Metadata-Version: 2.1
Name: wrdstopg
Version: 0.0.9
Summary: Download wrds tables and upload to PostgreSQL, upload SAS file to PG
Home-page: https://github.com/iangow-public/wrds_pg/
Author: Ian Gow
Author-email: ian.gow@unimelb.edu.au
License: UNKNOWN
Platform: UNKNOWN
Classifier: Programming Language :: Python :: 3
Classifier: License :: OSI Approved :: MIT License
Classifier: Operating System :: OS Independent
Requires-Python: >=3
Description-Content-Type: text/markdown
Requires-Dist: pandas
Requires-Dist: sqlalchemy
Requires-Dist: paramiko

## WRDS to PG Migration
This software has two functions:
- Download tables from wrds and uploads to PG. 
- Upload sas file (`*.sas7dbat`) to PG.

#### 1. Python
The software uses Python 3 and depends on Pandas, SQLAlchemy and Paramiko.

#### 2. WRDS Settings
Set `WRDS_ID` with `wrds_id=your_wrds_id`, otherwise the software will grep from OS environment variables.

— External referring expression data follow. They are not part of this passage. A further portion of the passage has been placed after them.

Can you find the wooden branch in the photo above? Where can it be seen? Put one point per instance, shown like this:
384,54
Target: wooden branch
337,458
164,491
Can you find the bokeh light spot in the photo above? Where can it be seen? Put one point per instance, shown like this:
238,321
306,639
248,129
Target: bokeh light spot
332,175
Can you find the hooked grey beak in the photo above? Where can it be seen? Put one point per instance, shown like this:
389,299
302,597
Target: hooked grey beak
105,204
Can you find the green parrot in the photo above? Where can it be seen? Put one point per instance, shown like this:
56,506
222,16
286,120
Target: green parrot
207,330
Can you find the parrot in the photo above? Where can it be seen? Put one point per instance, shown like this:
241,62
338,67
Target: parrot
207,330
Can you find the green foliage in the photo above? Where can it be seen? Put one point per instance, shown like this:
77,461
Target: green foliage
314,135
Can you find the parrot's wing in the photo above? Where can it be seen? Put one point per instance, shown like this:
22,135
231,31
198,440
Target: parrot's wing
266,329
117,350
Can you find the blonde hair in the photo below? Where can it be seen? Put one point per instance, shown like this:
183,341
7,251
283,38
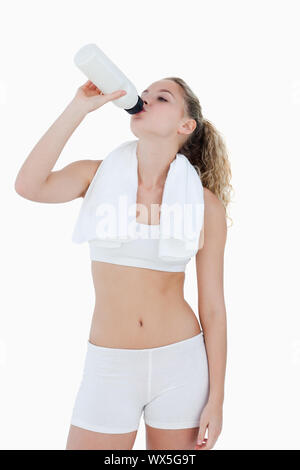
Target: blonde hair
206,149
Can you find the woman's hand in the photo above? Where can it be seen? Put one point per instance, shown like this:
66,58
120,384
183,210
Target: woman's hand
89,97
211,417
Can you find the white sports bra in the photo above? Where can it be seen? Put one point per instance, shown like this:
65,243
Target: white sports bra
141,253
153,247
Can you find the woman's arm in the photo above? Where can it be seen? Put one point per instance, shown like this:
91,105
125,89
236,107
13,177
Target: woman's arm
36,180
35,172
212,311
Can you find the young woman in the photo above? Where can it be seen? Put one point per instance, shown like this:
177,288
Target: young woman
146,351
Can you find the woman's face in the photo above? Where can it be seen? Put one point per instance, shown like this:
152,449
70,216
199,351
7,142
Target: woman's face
164,111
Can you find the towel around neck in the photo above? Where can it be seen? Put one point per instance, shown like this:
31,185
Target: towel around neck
108,211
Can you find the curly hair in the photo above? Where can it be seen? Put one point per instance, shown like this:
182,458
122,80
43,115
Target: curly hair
205,148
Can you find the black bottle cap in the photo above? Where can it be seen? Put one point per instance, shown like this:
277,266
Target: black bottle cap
137,108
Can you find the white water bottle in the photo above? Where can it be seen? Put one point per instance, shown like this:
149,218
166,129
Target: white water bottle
108,77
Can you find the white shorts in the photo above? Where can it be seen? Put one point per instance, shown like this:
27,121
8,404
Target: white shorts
170,384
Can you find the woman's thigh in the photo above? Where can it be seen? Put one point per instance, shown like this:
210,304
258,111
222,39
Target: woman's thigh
82,439
179,439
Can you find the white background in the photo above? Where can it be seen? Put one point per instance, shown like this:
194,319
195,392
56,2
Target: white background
241,58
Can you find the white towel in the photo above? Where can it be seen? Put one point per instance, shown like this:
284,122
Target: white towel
108,212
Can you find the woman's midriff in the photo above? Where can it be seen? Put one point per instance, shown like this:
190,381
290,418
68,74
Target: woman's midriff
138,308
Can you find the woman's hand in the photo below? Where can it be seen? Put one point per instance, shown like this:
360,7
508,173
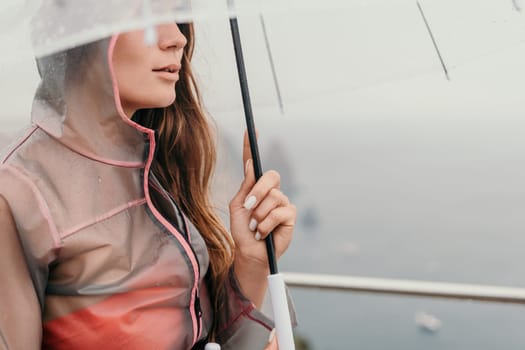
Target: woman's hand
255,211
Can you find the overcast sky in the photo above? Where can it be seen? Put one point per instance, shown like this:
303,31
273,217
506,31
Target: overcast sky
372,57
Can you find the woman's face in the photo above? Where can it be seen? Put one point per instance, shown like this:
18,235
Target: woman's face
146,75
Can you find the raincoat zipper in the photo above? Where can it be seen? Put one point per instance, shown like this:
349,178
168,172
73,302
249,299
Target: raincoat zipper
186,245
187,236
151,144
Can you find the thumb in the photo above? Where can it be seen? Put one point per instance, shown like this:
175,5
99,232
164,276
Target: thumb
246,185
272,342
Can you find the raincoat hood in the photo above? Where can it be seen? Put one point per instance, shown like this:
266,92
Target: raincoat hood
112,260
78,104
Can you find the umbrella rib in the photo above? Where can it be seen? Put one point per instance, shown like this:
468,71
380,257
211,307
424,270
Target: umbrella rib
433,41
272,65
516,5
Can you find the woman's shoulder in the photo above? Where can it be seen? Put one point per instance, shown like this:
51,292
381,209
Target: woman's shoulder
6,217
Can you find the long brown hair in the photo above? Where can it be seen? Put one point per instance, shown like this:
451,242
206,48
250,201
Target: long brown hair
184,163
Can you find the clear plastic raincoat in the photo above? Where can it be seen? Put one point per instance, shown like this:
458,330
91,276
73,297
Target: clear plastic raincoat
95,253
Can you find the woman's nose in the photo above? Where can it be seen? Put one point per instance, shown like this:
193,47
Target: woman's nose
170,37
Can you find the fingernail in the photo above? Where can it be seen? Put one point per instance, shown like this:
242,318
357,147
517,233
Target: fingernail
212,346
272,335
252,225
247,166
250,202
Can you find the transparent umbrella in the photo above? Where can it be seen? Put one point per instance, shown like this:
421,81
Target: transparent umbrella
315,48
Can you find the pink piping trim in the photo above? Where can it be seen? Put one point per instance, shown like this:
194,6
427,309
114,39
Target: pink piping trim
106,216
44,209
29,133
155,212
92,156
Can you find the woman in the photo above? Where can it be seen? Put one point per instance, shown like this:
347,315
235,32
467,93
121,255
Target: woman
109,239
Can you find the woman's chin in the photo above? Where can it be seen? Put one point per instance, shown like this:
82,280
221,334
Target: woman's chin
166,101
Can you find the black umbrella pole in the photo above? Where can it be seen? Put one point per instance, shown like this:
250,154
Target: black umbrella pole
248,113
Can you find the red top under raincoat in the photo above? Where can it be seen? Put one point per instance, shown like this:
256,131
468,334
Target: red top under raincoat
105,269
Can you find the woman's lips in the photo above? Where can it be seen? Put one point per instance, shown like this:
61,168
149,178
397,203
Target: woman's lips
169,72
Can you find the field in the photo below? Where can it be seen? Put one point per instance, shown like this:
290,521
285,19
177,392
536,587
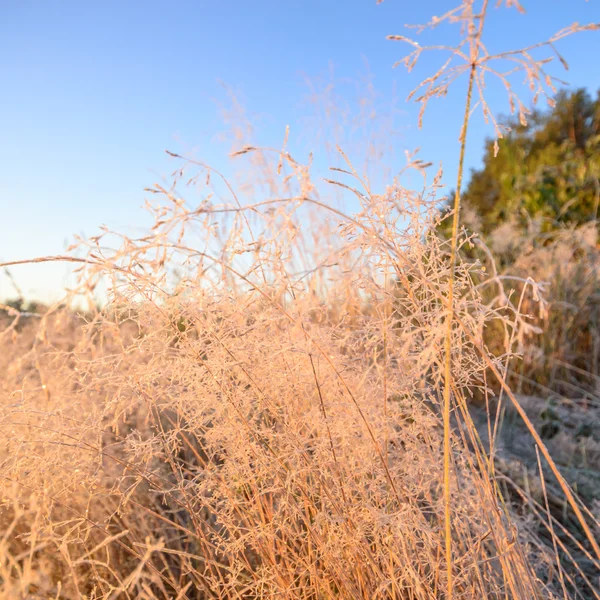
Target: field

To use public-key authentication to access WRDS, follow hints [here](https://debian-administration.org/article/152/Password-less_logins_with_OpenSSH). First set up a public key, then copied that key to the WRDS server from terminal. 

(Note that this code assumes you have a directory `.ssh` in your home directory. If not, log into WRDS via SSH, then type `mkdir ~/.ssh` to create this.) 

Here's code to create the key and send it to WRDS.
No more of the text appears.